Edit: Griffiths also states that integrating (1) over any volume will give the same result since $p=0$ for the empty space he also applies this logic to (2). So does this mean integrating (2) over a region of space where there is no charge density will give 0 for the answer? Then how can we say energy is stored in the field if this specific case it is zero? Which circles back to the point where, why is this valid for non infinite volumes.

Answer 1

In general any locally conserved quantity obeys a continuity equation, which is an equation of the form $$\frac{d\rho}{dt}+\nabla \cdot j = \sigma$$ where $\rho$ is the density of the conserved quantity (units are conserved quantity per volume), $j$ is the flux of the conserved quantity (units are conserved quantity per area per time), and $\sigma$ is the generator or the source of the conserved quantity (units are conserved quantity per volume per time). Outside of Noether's theorem this can be taken as the definition of a locally conserved quantity. Any locally conserved quantity obeys this continuity equation and any quantity which obeys this continuity equation is locally conserved.

Directly from Maxwell's equations we can derive Poynting's theorem as follows: The dot product of Faraday's law with $\vec B$ is $$\vec B \cdot (\nabla \times \vec E) = -\vec B \cdot \frac{\partial}{\partial t} \vec B$$ The dot product of Ampere's law with $\vec E$ is $$\vec E \cdot (\nabla \times \vec B)=\mu_0 \vec E \cdot \vec J + \mu_0 \epsilon_0 \vec E \cdot \frac{\partial}{\partial t}\vec E$$ Subtracting the first from the second gives $$ \vec E \cdot (\nabla \times \vec B) - \vec B \cdot (\nabla \times \vec E) = \mu_0 \vec E \cdot \vec J + \mu_0 \epsilon_0 \vec E \cdot \frac{\partial}{\partial t}\vec E + \vec B \cdot \frac{\partial}{\partial t} \vec B $$ Using vector identities gives $$ \nabla \cdot (\vec B \times \vec E) = \mu_0 \vec E \cdot \vec J + \frac{\partial}{\partial t} \left(\frac{1}{2}\mu_0 \epsilon_0 E^2+\frac{1}{2}B^2\right) $$ Finally, rearranging and dividing through by $\mu_0$ gives Poynting's theorem $$ \frac{\partial}{\partial t} \left(\frac{\epsilon_0}{2} E^2+\frac{1}{2 \mu_0}B^2\right) + \nabla \cdot \left(\frac{1}{\mu_0}\vec E \times \vec B\right) = - \vec E \cdot \vec J $$

Comparing this to the continuity equation we find that it has the same form where the conserved quantity is energy.

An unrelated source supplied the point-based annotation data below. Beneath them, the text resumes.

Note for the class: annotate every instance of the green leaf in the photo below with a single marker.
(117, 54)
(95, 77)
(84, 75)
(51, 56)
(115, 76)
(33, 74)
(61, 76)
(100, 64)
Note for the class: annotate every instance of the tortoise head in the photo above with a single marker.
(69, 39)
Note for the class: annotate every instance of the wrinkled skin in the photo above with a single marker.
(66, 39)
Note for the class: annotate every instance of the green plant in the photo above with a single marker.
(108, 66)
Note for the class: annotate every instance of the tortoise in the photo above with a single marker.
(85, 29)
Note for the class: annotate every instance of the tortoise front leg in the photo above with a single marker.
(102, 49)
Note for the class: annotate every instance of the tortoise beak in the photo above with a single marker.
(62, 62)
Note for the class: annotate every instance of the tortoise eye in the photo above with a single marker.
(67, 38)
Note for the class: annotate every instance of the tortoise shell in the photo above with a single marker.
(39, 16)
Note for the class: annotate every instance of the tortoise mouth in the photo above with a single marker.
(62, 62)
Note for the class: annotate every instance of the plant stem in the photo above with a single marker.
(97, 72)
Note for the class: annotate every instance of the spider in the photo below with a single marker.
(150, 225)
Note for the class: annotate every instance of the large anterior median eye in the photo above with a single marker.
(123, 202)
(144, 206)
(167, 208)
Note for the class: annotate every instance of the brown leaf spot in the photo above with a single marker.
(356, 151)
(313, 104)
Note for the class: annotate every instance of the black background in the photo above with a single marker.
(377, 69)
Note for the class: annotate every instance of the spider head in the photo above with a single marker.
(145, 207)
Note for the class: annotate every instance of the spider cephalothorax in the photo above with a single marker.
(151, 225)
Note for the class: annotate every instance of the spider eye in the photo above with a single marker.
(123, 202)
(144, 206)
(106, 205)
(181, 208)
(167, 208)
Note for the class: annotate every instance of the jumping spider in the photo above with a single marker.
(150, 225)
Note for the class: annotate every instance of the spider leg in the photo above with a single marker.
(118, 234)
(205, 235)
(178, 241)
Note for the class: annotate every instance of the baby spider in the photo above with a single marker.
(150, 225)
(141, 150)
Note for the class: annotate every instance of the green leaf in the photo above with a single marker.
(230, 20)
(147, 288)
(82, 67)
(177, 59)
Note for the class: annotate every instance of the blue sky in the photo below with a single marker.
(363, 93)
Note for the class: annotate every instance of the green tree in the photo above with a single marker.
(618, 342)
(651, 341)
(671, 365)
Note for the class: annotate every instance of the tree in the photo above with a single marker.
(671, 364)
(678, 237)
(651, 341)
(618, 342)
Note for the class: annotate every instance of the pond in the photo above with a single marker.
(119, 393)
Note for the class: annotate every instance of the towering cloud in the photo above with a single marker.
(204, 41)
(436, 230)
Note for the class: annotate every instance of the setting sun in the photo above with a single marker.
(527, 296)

Thus, directly from Maxwell's equations and the continuity equation, without any integrations over some volume and without any restrictions to electrostatics, we learn that the energy density of the electromagnetic field is given by $\frac{\epsilon_0}{2} E^2+\frac{1}{2 \mu_0}B^2$.

Then when we say that the electric field energy density is $\frac{\epsilon_0}{2}E^2$ we are simply talking about the part of the overall electromagnetic field energy density that is attributable to the $\vec E$ field. In this manner none of the concerns that you raise arise at all.

The issue with this derivation is that it is based on the full Maxwell's equations, and sometimes for pedagogical reasons it is desirable to introduce the electric field energy density before students have learned Maxwell's equations. To do that you can use the approach that you describe. That approach should be taken more as a motivational exercise than as a rigorous derivation, with the full derivation waiting until later in the curriculum.